SVARR 0.9751937984496124 [('age', 0.6696414975998143), ('heart_axis', 0.16315576233293125), ('weight', 0.12275713097948528), ('height', 0.030939891145682637), ('pacemaker', 0.0069277705270664475), ('sex', 0.0065779474150202055)]
BIGU 0.986046511627907 [('age', 0.38026545661276506), ('weight', 0.2479253662659412), ('height', 0.22711161330480964), ('heart_axis', 0.11451368316665986), ('sex', 0.024511325061290404), ('pacemaker', 0.005672555588533842)]
AFLT 0.9852713178294573 [('age', 0.38880910932772184), ('weight', 0.22906977004932533), ('height', 0.1827470392144765), ('heart_axis', 0.1687134542369751), ('sex', 0.017805539214813267), ('pacemaker', 0.01285508795668805)]
SVTAC 0.9922480620155039 [('age', 0.35243784974405024), ('height', 0.28637023028296515), ('weight', 0.2745527867709492), ('heart_axis', 0.0454357006081656), ('sex', 0.03105272487354569), ('pacemaker', 0.01015070772032418)]

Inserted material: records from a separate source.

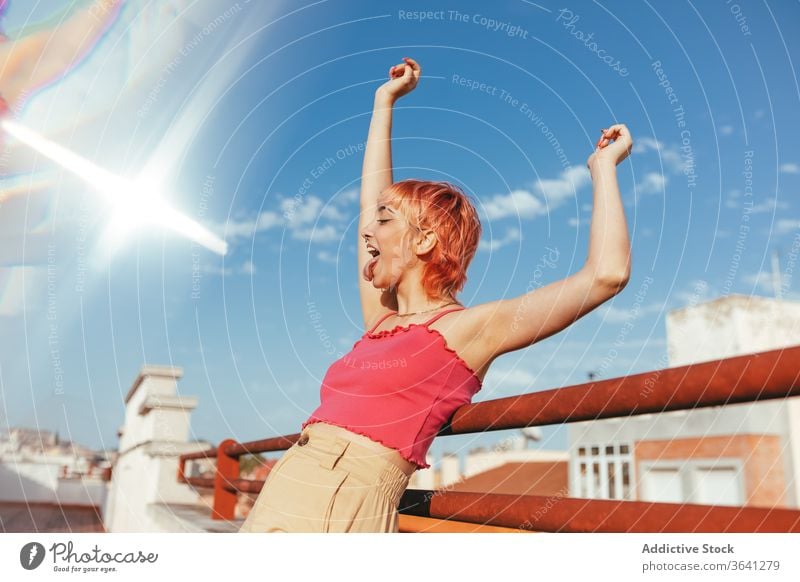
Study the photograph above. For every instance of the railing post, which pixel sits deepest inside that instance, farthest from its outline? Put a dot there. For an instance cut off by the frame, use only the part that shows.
(227, 472)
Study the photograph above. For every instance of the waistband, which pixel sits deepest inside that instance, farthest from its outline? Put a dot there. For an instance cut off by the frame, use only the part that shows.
(359, 445)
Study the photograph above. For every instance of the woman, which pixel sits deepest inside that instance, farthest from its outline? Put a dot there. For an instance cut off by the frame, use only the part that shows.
(425, 354)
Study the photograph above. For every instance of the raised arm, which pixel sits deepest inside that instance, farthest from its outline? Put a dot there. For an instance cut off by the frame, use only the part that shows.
(41, 57)
(512, 324)
(376, 176)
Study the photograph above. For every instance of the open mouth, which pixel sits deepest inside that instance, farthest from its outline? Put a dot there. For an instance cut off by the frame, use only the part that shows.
(369, 268)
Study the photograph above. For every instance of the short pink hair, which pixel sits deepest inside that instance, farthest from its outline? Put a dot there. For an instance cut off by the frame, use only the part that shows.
(445, 209)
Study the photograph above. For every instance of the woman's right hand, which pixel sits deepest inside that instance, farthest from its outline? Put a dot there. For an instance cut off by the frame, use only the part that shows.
(403, 78)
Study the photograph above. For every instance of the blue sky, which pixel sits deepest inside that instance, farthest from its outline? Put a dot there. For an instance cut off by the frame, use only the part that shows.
(241, 118)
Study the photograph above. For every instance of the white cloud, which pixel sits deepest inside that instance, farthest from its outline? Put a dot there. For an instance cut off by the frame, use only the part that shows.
(547, 195)
(246, 268)
(653, 183)
(327, 233)
(327, 257)
(563, 188)
(785, 225)
(516, 203)
(670, 155)
(512, 235)
(763, 281)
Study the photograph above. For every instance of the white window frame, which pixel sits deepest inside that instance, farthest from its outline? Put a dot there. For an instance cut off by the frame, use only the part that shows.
(688, 473)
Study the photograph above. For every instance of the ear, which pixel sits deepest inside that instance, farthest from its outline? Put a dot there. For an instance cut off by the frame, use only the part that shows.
(426, 241)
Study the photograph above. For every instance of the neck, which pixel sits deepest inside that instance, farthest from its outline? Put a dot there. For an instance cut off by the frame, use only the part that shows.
(414, 301)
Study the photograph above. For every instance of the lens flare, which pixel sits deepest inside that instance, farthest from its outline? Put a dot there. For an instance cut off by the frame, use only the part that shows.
(137, 203)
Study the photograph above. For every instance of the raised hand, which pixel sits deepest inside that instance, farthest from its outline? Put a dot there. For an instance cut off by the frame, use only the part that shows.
(614, 145)
(403, 79)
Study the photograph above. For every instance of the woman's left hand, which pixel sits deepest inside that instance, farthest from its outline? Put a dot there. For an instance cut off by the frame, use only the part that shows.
(608, 151)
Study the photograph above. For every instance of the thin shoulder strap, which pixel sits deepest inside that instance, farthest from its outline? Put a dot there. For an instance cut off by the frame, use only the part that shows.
(381, 321)
(438, 315)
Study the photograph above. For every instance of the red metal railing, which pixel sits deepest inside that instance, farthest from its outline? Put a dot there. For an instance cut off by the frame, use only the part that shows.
(748, 378)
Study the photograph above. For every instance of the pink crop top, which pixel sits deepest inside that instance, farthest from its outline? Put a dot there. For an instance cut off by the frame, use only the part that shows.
(397, 387)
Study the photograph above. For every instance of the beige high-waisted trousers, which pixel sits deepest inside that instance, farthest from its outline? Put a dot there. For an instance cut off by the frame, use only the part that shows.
(332, 480)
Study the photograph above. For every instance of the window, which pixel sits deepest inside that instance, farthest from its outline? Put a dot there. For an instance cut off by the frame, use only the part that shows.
(705, 481)
(604, 474)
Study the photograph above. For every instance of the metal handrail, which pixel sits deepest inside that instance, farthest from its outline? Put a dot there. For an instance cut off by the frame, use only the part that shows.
(748, 378)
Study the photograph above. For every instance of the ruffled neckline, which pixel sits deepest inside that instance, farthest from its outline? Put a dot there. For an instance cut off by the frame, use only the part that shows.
(436, 332)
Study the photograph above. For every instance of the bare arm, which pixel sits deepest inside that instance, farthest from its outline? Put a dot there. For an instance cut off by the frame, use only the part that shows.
(516, 323)
(42, 57)
(376, 176)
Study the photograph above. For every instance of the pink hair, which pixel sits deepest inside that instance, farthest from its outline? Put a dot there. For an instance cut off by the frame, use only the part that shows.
(445, 209)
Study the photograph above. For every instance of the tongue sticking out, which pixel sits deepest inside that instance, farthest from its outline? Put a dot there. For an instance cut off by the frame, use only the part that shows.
(369, 269)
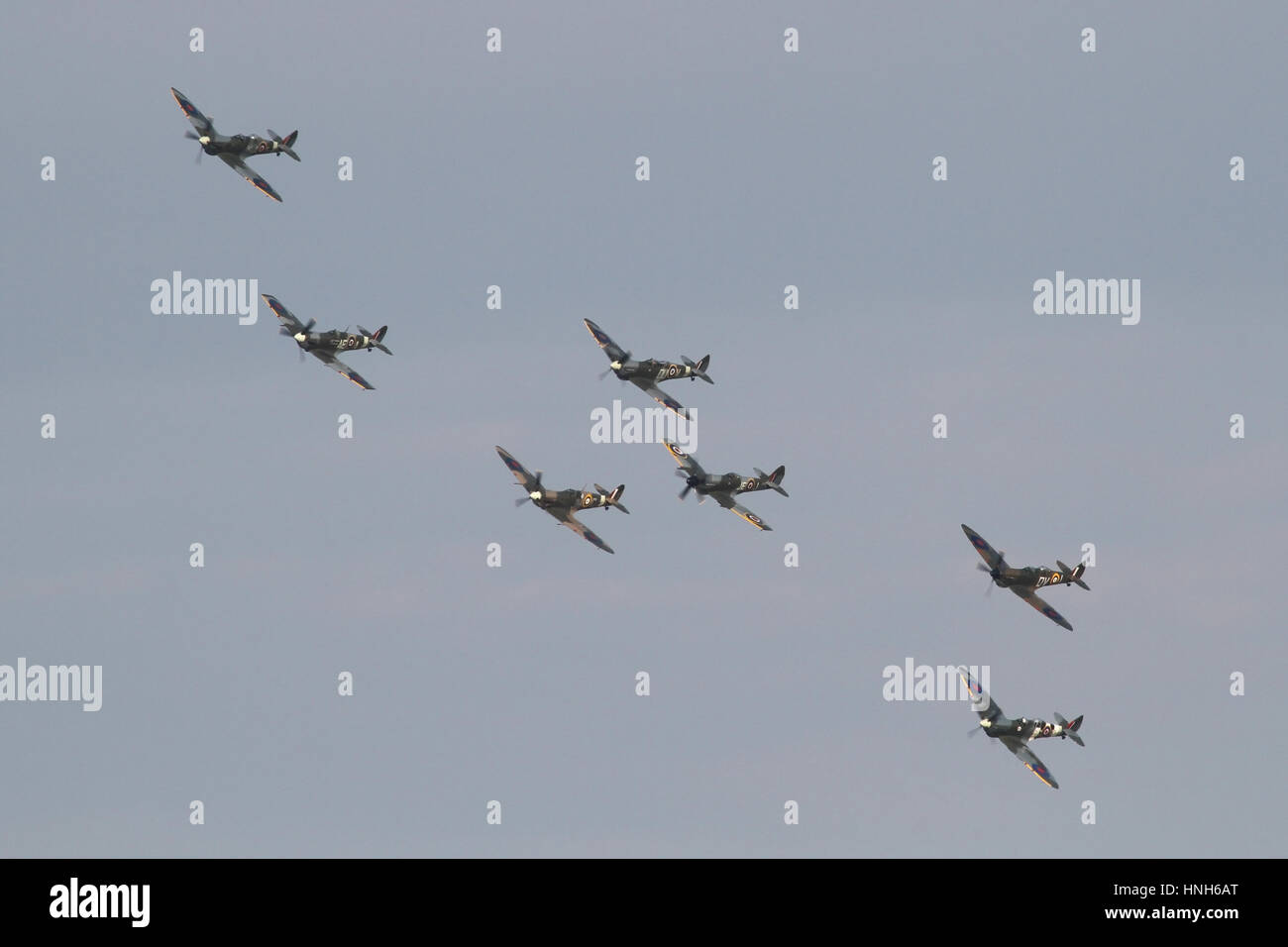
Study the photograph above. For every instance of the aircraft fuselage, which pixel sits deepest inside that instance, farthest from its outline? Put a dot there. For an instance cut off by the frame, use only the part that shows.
(1022, 728)
(651, 369)
(568, 499)
(334, 341)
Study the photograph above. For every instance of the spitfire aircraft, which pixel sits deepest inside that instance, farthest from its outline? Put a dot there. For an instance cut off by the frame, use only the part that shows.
(645, 375)
(323, 346)
(1025, 581)
(232, 150)
(562, 504)
(722, 487)
(1017, 735)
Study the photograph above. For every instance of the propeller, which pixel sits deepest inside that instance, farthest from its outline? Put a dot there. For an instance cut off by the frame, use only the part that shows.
(612, 502)
(696, 373)
(307, 329)
(606, 371)
(533, 488)
(282, 146)
(690, 483)
(992, 574)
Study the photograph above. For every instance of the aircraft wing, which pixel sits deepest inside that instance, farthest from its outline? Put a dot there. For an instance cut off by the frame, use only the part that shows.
(565, 515)
(198, 121)
(336, 365)
(520, 474)
(730, 504)
(660, 395)
(980, 702)
(244, 170)
(991, 557)
(1026, 594)
(614, 352)
(1028, 758)
(282, 313)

PSVT 0.9953488372093023 [('age', 0.4124952011655212), ('weight', 0.26454851648086186), ('height', 0.2

## Results
Wow! That works surprizingly well. It's likely that these results are a product of the dataset and would not generalize over a real world population. Never-the-less, what is clear is that age, height, and weight are important for all rhythm types. I'm still surprized that sex is always one of the least important features.

In effort to choose features that would easily available for most patients, I will be using age, height, weight, pacemaker, and sex as input the CNN. Even though sex does not seem to be an important feature in this dataset, it is considered by most physicians to be important.